I don’t know whether anyone wrote ‘Tattered sky’ in a poem before. Maybe it was me. I haven’t met a poet in whose life memory and forgetting are so mixed up. Even if I wrote, maybe I had forgotten it..

Still, I am sure I am the first poet to write ‘tattered sky in the lake’ for the first time in the world. Otherwise, ask those crows pecking it to tatters. Or ask the kingfishers who fly in that tattered sky.

It is not the first time it is happening, you know?

I have cried in keka and kakali meters. I have begged in kalakanchi. I have lied in kalyani. I have laughed and guffawed  in anushtup and sardula vikriditham. I have masturbated in slathakakali, and ****** in anna nada, and let it flow innathonnatha. I have dozed in manjari and died in maakandamanjari. I have gone mad in mandakranta, and have lost myself in meters i don’t know the names of.

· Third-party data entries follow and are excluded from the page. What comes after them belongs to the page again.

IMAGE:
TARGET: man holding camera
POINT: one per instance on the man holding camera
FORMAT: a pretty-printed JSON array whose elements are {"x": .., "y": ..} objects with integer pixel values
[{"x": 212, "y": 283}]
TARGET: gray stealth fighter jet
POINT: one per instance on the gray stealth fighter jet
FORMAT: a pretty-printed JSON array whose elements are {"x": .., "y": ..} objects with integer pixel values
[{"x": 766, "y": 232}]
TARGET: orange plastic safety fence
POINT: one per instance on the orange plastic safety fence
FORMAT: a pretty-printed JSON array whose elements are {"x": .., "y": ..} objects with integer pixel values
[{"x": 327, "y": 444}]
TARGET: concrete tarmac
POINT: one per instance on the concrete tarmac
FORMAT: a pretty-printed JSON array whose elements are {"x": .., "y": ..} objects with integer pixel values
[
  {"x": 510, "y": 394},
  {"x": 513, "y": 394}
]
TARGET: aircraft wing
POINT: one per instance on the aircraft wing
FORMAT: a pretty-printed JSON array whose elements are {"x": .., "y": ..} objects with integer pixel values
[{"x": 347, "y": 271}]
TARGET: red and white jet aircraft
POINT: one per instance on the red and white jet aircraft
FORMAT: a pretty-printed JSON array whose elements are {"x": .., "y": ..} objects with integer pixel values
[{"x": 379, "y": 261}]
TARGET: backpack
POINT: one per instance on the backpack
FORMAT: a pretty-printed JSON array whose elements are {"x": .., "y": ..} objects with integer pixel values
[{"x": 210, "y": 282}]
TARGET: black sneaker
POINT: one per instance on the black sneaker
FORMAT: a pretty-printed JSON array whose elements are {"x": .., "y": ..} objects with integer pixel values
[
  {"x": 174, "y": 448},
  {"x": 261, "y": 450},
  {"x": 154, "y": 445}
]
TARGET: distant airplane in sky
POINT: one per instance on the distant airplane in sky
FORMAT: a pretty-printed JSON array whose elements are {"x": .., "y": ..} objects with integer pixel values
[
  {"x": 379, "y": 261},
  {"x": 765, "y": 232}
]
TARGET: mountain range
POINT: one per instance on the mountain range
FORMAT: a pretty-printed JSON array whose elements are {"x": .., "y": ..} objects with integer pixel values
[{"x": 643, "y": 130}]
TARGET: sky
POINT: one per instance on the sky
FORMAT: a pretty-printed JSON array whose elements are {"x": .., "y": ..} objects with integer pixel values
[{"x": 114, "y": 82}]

Two nuns who went to Aluva river sands to pay annual obeisance to the dead to Jesus

One day, while going via Aluva, i saw two nuns. They were two poor women going to Aluva river sands to pay to Jesus the annual obeisance to the dead.  One among them had the looks of my mother, and the other, that of my girl friend at the church compound. Even when i recited aloud VG Thampi’s lines ‘I am Jesus, unfinished’ they didn’t listen to it. They were not in any way related to me. Then, i was a handicapped Jesus.

It is not the first time it is happening, you know?

I have cried in keka and kakali meters. I have begged in kalakanchi. I have lied in kalyani. I have laughed and guffawed  in anushtup and sardula vikriditham. I have masturbated in slathakakali, and ****** in anna nada, and let it flow innathonnatha. I have dozed in manjari and died in maakandamanjari. I have gone mad in mandakranta, and have lost myself in meters i don’t know the names of.

My name was Shemeer then

In the hospital at NAD, my job was to sleep in the place of that fat insomniac doctor. My name then was Shemeer. I can’t prove through my writing how well I performed my job snoring loudly all the way.  I don’t think anyone would have worked like this so totally oblivious of oneself. My sleep was not in the least affected by the rounded ******* of doctor’s jasmine vine of a wife, or by the odour (i wanted to say smell) which was capable of bringing the dead back to life. Moreover, his two candle-like daughters used to play hopscotch on my bed sheet, which was my work place.  But what to say? They dismissed me from my job for opening my eyes a wee bit on a day at dusk. I heard a shriek. That too, a familiar one. They had brought Madhavi Chothi to the hospital when her asthma got worse. True, i did open my eyes. I am Shemeer, the one who was dismissed from his job for the first time in history, for having startled awake from sleep.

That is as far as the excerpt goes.